Under the measure introduced this year by Toalson-Reisch, parole eligibility would be restored to drug offenders convicted of first and second-degree drug trafficking who have served at least ten years of their sentence. A parole board would also have to determine that a person has a "reasonable probability" of not reoffending if released.
However, the measure's targeting of trafficking charges means it will affect only a portion of the roughly 230 total "prior and persistent" drug offenders still serving their lengthy sentences. An analysis from the Department of Corrections identified 35 offenders serving time for trafficking, eight of whom have passed the ten-year mark in their sentences.
But given the length of the sentences, the chance at parole could be life-changing. Though he was a small-time dealer and heavily addicted at the time of his 2003 arrest, Timothy Prosser, the subject of a 2016 RFT cover story, is still currently serving a life sentence without parole for a meth-related trafficking charge, a punishment so extreme that the even prosecutor on his case now calls it "unconscionable."
In the future, Toalson-Reisch says that she plans to file legislation that could expand parole eligibility to other "prior and persistent" drug offenders serving no-parole sentences under the old law.

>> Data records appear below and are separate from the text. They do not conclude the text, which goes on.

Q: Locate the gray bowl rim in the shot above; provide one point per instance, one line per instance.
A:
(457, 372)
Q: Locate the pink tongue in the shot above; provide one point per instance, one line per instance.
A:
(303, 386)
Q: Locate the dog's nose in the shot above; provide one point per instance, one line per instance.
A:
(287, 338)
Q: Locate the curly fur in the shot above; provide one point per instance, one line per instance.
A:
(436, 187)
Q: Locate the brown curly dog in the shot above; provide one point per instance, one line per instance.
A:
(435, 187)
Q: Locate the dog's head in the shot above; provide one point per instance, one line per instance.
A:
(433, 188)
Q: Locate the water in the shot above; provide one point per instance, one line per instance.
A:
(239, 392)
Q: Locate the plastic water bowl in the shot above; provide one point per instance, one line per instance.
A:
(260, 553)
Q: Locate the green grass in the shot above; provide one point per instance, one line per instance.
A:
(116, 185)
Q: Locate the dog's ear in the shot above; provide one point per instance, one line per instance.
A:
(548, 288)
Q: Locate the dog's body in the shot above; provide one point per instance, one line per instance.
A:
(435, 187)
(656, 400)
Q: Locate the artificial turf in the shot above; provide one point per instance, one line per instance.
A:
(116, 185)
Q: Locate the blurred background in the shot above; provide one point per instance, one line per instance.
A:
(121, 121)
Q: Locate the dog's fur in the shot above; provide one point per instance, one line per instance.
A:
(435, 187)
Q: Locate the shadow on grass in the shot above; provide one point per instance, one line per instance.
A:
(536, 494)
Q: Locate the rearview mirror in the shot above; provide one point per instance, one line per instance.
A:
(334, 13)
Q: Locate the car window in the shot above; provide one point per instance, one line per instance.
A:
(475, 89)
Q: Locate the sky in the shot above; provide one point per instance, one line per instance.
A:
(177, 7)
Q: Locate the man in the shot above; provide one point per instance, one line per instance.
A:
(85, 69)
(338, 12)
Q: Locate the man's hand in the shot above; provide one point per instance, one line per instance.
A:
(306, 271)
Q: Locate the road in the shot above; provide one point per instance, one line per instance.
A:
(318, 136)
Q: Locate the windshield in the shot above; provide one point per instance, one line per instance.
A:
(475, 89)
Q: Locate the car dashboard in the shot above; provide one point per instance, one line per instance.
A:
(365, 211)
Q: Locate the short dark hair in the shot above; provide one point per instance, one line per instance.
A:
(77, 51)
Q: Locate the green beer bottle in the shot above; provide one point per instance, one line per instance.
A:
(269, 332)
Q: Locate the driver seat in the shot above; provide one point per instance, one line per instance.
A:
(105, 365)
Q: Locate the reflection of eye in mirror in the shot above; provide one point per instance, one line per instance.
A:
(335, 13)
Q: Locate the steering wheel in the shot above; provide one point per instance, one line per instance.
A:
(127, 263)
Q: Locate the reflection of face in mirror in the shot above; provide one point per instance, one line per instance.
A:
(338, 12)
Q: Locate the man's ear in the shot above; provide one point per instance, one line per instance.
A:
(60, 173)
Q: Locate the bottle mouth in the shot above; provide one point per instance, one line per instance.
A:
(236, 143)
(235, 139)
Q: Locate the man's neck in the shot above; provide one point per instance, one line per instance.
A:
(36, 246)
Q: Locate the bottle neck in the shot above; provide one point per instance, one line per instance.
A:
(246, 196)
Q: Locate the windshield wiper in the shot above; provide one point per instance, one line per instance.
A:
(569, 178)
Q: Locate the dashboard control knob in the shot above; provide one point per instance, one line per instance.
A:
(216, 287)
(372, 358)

Toalson-Reisch's amendment was among a flurry of additions stuck to Senate Bill 26 last week. It was a last-ditch effort, and it meant attaching her proposal to a magnet for controversy.
But when the final House vote was taken, several controversial measures were quietly killed, including the ones seemingly targeting protesters with a newly created crime for intentionally blocking a roadway.
What the final bill retained, however, were several key criminal justice reforms, including a ban on police chokeholds and creating a police use-of-force database.
For drug offenders still stuck "in the crack," the bill promises to do what the 2017 repeal could not, restoring parole and giving them an opportunity to prove their rehabilitation.
It's not just the legislature that's shown interest in correcting the injustice: Since 2020, Gov. Mike Parson has used the clemency powers of his office to commute the sentences of nine "prior and persistent" drug offenders.
Editor's note: A previous version of this story's update incorrectly referenced the actions of House drafters on the bill prior to the vote. The story has been corrected.